Coefficient of Variation
The coefficient of variation (CV) represents the ratio of the standard deviation to the mean, and it is a useful statistic for comparing the degree of variation from one data series to another, even if the means are drastically different from one another.
3. Curve Types
|Skewness||Histogram||A measure of symmetry or asymmetry in the distribution of data.|
|Kurtosis||Histogram||A measure of wheth1er the data are peaked or flat relative to a normal distribution.|
Skewness is a degree of asymmetry observed in a probability distribution that deviates from the symmetrical normal distribution (bell curve) in a given set of data. Skewness types – Symmetrical, right and left skewed. Article explains skewness using examples, video, and python code.
Kurtosis provides information about distribution. There are 3 types of Kurtosis: Mesokurtic, Leptokurtic Platykurtic. Article explains types of kurtosis using examples, video, visualization, and python code.

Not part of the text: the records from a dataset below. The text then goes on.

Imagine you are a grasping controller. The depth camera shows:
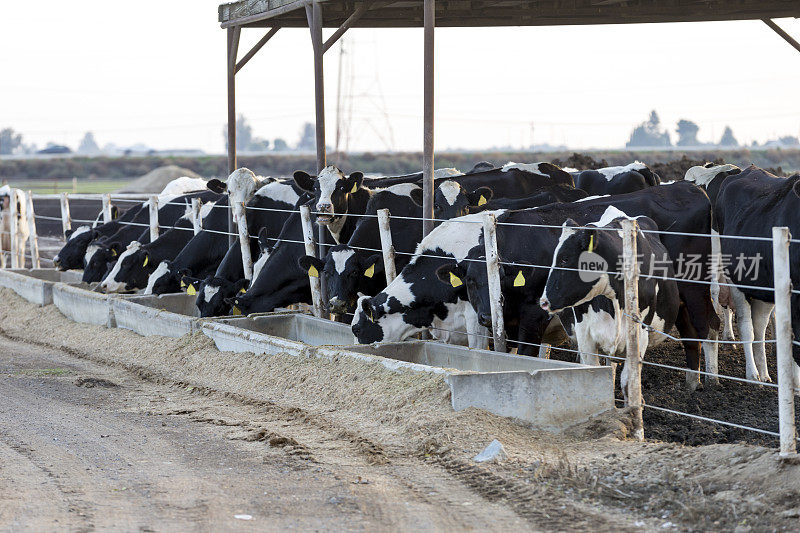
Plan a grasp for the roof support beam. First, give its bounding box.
[234,26,281,72]
[761,19,800,52]
[322,0,374,54]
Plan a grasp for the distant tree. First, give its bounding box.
[675,119,700,146]
[297,122,317,150]
[625,110,672,147]
[0,128,22,155]
[719,126,739,146]
[78,131,100,154]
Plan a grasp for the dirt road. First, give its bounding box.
[0,338,526,531]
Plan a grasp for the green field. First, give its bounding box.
[8,179,131,194]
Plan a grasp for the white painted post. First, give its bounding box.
[772,227,797,457]
[61,192,72,233]
[622,219,644,441]
[149,194,158,242]
[103,194,111,224]
[378,209,397,285]
[8,189,19,268]
[236,202,253,279]
[26,191,41,268]
[483,213,506,353]
[300,205,322,317]
[192,198,203,235]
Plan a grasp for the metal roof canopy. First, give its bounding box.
[219,0,800,348]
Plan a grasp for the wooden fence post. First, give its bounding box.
[300,205,322,317]
[148,194,158,242]
[61,192,72,234]
[236,202,253,279]
[622,219,644,441]
[772,227,797,457]
[103,194,112,224]
[192,198,203,235]
[378,209,397,285]
[26,191,41,268]
[483,213,507,352]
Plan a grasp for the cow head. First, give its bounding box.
[100,241,157,292]
[298,244,384,314]
[294,166,364,226]
[192,276,250,317]
[53,226,97,270]
[539,219,621,313]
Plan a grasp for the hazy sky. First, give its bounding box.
[0,0,800,152]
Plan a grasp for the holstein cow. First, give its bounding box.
[352,211,503,347]
[539,206,680,393]
[695,166,800,386]
[100,191,220,292]
[184,181,310,317]
[143,168,272,294]
[440,182,719,389]
[575,161,661,196]
[299,183,422,314]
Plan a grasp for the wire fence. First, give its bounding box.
[0,184,800,454]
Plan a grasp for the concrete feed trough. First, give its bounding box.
[202,313,354,355]
[111,293,200,337]
[346,341,614,428]
[0,268,81,305]
[53,283,114,327]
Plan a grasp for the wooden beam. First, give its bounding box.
[761,19,800,52]
[233,26,281,73]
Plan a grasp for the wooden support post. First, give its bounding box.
[422,0,436,237]
[772,227,797,457]
[483,213,507,353]
[378,209,397,285]
[8,189,18,268]
[148,194,158,242]
[192,198,203,235]
[26,191,41,268]
[61,192,72,236]
[622,219,644,441]
[236,202,253,279]
[300,205,322,317]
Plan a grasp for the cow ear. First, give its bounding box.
[297,255,324,278]
[408,188,423,207]
[206,178,228,194]
[436,263,465,288]
[467,187,494,207]
[347,172,364,194]
[292,170,315,192]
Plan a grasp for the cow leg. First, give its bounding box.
[750,300,775,383]
[731,287,761,381]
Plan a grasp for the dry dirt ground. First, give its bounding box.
[0,289,800,531]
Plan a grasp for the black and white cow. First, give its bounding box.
[100,191,221,292]
[440,181,719,388]
[352,211,503,347]
[539,207,680,393]
[143,167,272,294]
[575,161,661,196]
[693,162,800,385]
[299,183,422,314]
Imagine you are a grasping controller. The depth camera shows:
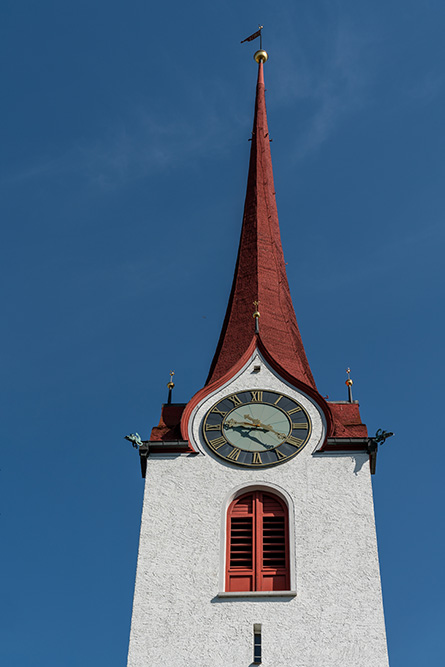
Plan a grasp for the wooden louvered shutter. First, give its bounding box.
[227,493,255,591]
[226,491,289,591]
[257,493,289,591]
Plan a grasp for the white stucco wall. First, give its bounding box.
[128,358,388,667]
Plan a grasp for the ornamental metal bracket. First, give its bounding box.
[368,428,394,475]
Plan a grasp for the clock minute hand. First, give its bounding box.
[225,419,255,428]
[244,415,286,440]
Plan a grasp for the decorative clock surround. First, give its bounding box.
[189,351,326,468]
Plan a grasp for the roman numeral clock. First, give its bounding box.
[202,389,312,467]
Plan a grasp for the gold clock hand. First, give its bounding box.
[244,415,286,440]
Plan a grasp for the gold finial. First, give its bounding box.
[167,371,175,405]
[253,49,269,63]
[253,301,260,333]
[345,368,354,403]
[167,371,175,389]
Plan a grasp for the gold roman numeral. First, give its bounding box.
[210,436,227,449]
[229,394,243,405]
[227,447,241,461]
[286,435,304,447]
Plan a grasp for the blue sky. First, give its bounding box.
[0,0,445,667]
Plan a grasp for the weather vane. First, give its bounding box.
[241,25,269,63]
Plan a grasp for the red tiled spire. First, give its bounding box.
[206,62,316,389]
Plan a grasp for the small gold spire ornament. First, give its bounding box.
[167,371,175,389]
[253,49,269,64]
[167,371,175,405]
[345,368,354,403]
[253,301,260,333]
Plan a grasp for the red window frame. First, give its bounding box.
[226,491,290,592]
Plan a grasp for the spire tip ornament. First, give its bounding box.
[253,301,260,333]
[167,371,175,405]
[345,368,354,403]
[253,49,269,64]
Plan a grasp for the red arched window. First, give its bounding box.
[226,491,290,591]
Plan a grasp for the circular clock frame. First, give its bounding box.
[202,389,312,468]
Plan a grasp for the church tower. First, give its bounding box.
[128,50,388,667]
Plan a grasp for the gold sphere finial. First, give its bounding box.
[167,371,175,389]
[253,49,269,63]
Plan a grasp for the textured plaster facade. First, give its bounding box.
[128,354,388,667]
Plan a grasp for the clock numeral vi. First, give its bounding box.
[227,447,241,461]
[210,436,227,449]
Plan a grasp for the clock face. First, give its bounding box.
[202,389,311,467]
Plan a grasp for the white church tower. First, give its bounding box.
[128,50,388,667]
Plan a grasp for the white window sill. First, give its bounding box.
[216,591,297,598]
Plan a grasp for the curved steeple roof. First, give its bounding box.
[206,61,316,389]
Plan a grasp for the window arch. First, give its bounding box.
[226,490,290,592]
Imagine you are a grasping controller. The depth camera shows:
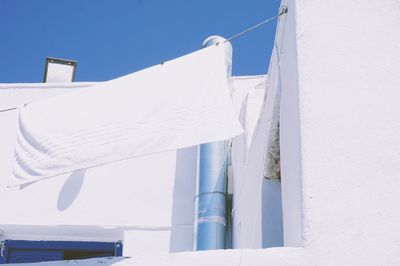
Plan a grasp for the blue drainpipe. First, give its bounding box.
[195,36,232,250]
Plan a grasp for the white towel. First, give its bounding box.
[13,45,242,184]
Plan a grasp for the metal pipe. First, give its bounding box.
[195,36,232,250]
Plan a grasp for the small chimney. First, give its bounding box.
[43,57,77,82]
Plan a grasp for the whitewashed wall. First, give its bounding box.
[0,83,196,253]
[76,0,400,266]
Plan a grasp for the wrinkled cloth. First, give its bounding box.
[13,45,242,184]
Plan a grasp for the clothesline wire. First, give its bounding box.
[0,6,288,113]
[0,107,18,113]
[224,6,288,43]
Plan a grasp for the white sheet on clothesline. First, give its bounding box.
[13,45,242,184]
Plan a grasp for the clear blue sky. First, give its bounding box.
[0,0,280,83]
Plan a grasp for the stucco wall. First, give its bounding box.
[0,83,196,252]
[86,0,400,265]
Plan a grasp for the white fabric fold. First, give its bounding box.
[13,45,242,184]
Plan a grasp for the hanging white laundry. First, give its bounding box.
[14,45,242,184]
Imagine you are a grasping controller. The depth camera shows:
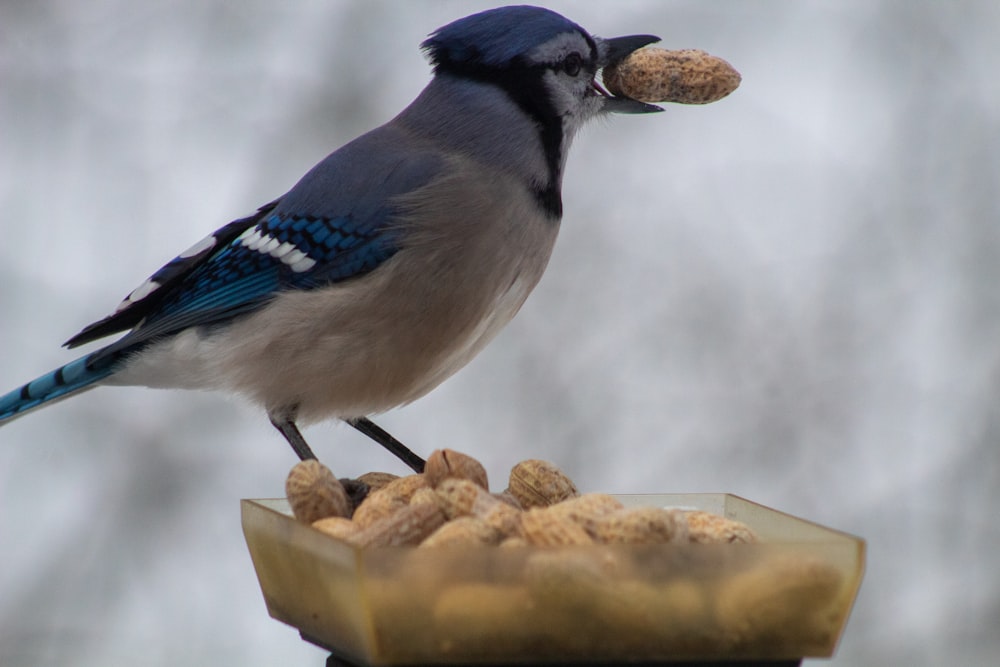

4. Numerical Visualization
A histogram plot shows the underlying frequency distribution (shape) of a set of continuous data. Using histogram we can understand features of data such as distribution (normal or skewed), outliers, etc.
There are visual similarities in histograms and bar plots as both display the same categorical variables against the category of data. However, histogram is generally used on continuous data to display it as bins which indicate the number of data points in a range.
Boxplot or Whisker plot visually show the distribution of numerical data. A Box Plot is the visual representation of the statistical five points summary, including the minimum score, first (lower) quartile, median, third (upper) quartile, and maximum score.
1. Frequency Table
A frequency table counts occurrence of each category of the variable. In addition to count we can add percentages that fall into each category. We can get Count and Count%.
For example, in a class variable we can understand the category count and percentage of boys and girls students.
2. Categorical Visualization
A Pie Chart is a circular graph and the “pie slices” denote the relative size of that particular category. Pie charts are mainly used to understand division of group into smaller pieces. The whole pie represents 100 percent.
The bar plot (or bar graph or bar chart) is very suitable for comparing categories of data or different groups of data. It can help track and compare changes over time. Mostly used for visualizing discrete data.